The main idea is that, as data becomes inherently distributed, the dominant cost of computation shifts from arithmetic operations to communication and data movement. This change affects how algorithms are designed, especially for large-scale data exploration tasks.
Instead of focusing on system architecture, this work analyzes Big Data through the lens of computational models, and connects theoretical frameworks with practical systems.
Traditional algorithms are usually designed under the assumption of centralized data and uniform memory access. However, in distributed environments:
- data is stored across multiple nodes
- communication between nodes is expensive
- memory hierarchy introduces significant I/O cost
As a result, computation is no longer the main bottleneck.

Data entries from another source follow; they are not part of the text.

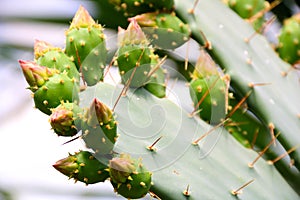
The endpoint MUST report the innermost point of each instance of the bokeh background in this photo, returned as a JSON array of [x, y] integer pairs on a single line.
[[28, 147]]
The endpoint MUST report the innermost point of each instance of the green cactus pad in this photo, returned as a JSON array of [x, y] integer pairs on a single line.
[[213, 90], [84, 167], [248, 8], [216, 166], [164, 30], [85, 44], [58, 88], [66, 119], [57, 59], [129, 177], [134, 7], [289, 40]]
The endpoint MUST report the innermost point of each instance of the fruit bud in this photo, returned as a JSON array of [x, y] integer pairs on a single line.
[[34, 74]]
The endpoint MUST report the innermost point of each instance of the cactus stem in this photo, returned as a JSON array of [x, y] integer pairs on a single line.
[[191, 11], [187, 192], [239, 190], [208, 132], [260, 154], [271, 162], [261, 29], [152, 194], [204, 96], [252, 85], [157, 66], [127, 84], [239, 104], [262, 12], [151, 147], [254, 138], [73, 139]]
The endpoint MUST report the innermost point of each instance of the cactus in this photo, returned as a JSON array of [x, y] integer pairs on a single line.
[[248, 8], [85, 44], [149, 145], [65, 119], [84, 167], [165, 30], [289, 40]]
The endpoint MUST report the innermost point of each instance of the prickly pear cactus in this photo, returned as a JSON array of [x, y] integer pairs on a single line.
[[140, 139]]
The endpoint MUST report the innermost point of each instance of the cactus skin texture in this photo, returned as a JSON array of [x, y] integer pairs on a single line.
[[209, 90], [49, 86], [83, 167], [85, 43], [248, 8], [129, 177], [99, 128], [54, 57], [137, 62], [289, 40], [164, 30], [134, 7], [65, 119]]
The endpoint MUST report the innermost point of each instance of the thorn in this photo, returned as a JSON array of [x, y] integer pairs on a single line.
[[186, 60], [150, 148], [157, 66], [72, 140], [251, 165], [284, 154], [272, 127], [254, 138], [191, 11], [127, 84], [208, 132], [239, 190], [187, 192], [204, 96], [239, 104], [252, 85], [172, 86], [265, 25], [152, 194], [261, 13]]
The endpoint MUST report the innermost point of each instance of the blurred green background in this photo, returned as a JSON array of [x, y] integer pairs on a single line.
[[28, 147]]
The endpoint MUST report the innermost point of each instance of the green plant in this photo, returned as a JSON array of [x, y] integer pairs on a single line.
[[142, 141]]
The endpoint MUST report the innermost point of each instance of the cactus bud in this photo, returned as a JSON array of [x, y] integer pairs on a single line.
[[132, 35], [35, 75], [129, 177], [85, 44], [82, 19], [121, 168], [165, 30], [84, 167], [65, 119]]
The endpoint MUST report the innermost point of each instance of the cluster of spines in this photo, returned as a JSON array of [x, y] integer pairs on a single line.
[[49, 86], [165, 30], [137, 62], [83, 166], [209, 90], [85, 44], [99, 128], [129, 177], [134, 7]]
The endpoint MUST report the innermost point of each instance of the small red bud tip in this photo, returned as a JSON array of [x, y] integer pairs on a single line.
[[82, 18]]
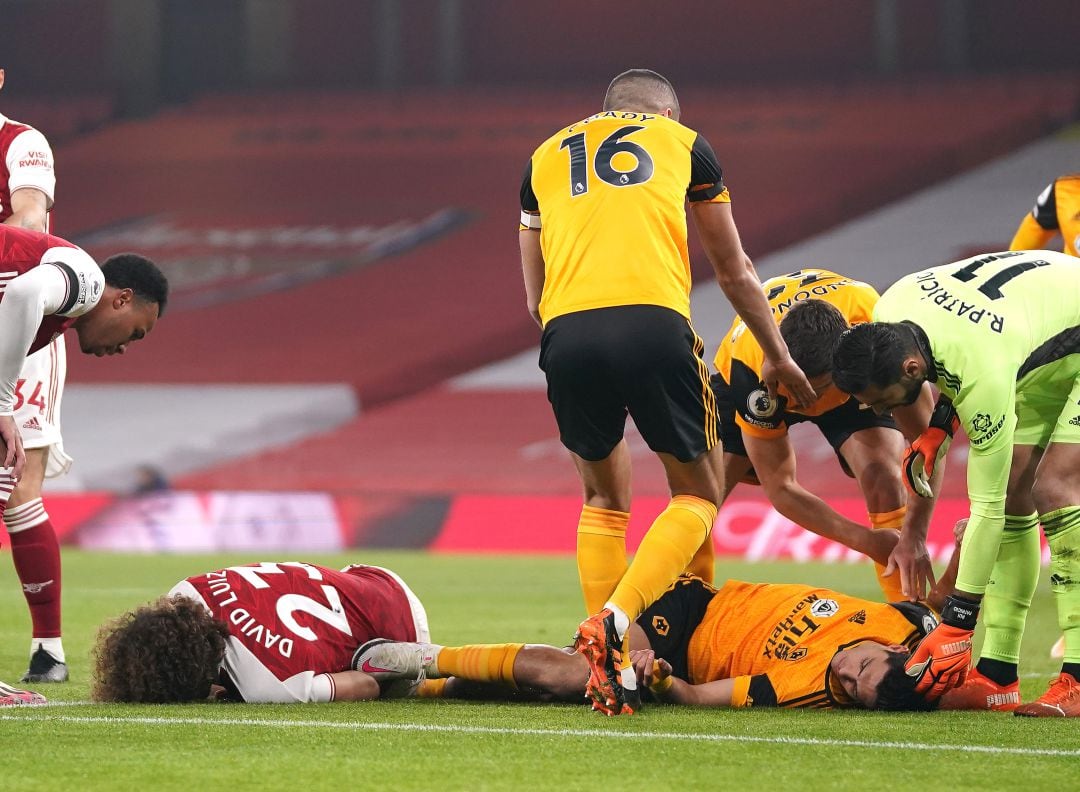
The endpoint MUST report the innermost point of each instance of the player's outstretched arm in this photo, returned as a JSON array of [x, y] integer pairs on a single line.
[[946, 584], [1030, 236], [910, 558], [657, 674], [773, 459], [736, 274], [29, 209]]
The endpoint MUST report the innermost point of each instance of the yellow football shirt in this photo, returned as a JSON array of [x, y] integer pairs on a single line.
[[777, 641], [608, 196], [740, 358]]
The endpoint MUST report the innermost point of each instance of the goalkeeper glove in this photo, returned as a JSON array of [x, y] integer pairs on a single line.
[[929, 448], [941, 661]]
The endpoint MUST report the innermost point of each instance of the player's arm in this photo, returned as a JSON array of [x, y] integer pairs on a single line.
[[27, 298], [989, 419], [1040, 225], [656, 673], [30, 180], [773, 458], [528, 241], [1030, 236], [29, 209], [353, 686], [532, 269], [711, 209], [740, 284], [986, 408], [910, 556], [946, 582]]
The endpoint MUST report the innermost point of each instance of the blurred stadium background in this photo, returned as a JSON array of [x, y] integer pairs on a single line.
[[332, 187]]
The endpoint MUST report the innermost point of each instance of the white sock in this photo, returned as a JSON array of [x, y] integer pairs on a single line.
[[53, 645]]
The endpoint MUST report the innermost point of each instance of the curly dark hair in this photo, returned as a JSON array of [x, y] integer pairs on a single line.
[[138, 273], [896, 689], [811, 330], [166, 652], [872, 354]]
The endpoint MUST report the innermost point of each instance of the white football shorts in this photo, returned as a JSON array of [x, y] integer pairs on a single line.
[[38, 396]]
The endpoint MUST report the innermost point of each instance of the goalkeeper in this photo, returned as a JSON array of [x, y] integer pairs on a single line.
[[999, 335]]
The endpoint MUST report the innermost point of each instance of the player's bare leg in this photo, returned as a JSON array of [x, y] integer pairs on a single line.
[[36, 554]]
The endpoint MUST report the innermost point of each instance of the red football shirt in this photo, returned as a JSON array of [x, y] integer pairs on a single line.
[[293, 623]]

This project highlights the following shift:
computation cost → communication & I/O cost
and shows how this shift influences both system design and algorithm design.
-
Big Data characteristics
Data distribution, scalability, and fault tolerance -
Parallel computational models
PRAM, BSP, and External Memory models, with a focus on how they model communication and I/O cost -
MapReduce
A practical framework where the shuffle phase reflects the cost of data movement -
Data exploration
How distributed constraints lead to locality-aware algorithms and parallel decomposition
- Big Data platforms implicitly define a new computational model
- Communication and data movement dominate performance at scale
- Algorithm design must adapt to system constraints
- Data exploration becomes system-aware rather than purely computation-driven
docs/
paper.pdf Final essay
paper.tex LaTeX source
refs.bib References
This project is written as a technical essay, but structured to emphasize conceptual understanding rather than system description. It can be seen as a compact summary of how theoretical models and real-world systems connect in large-scale data processing.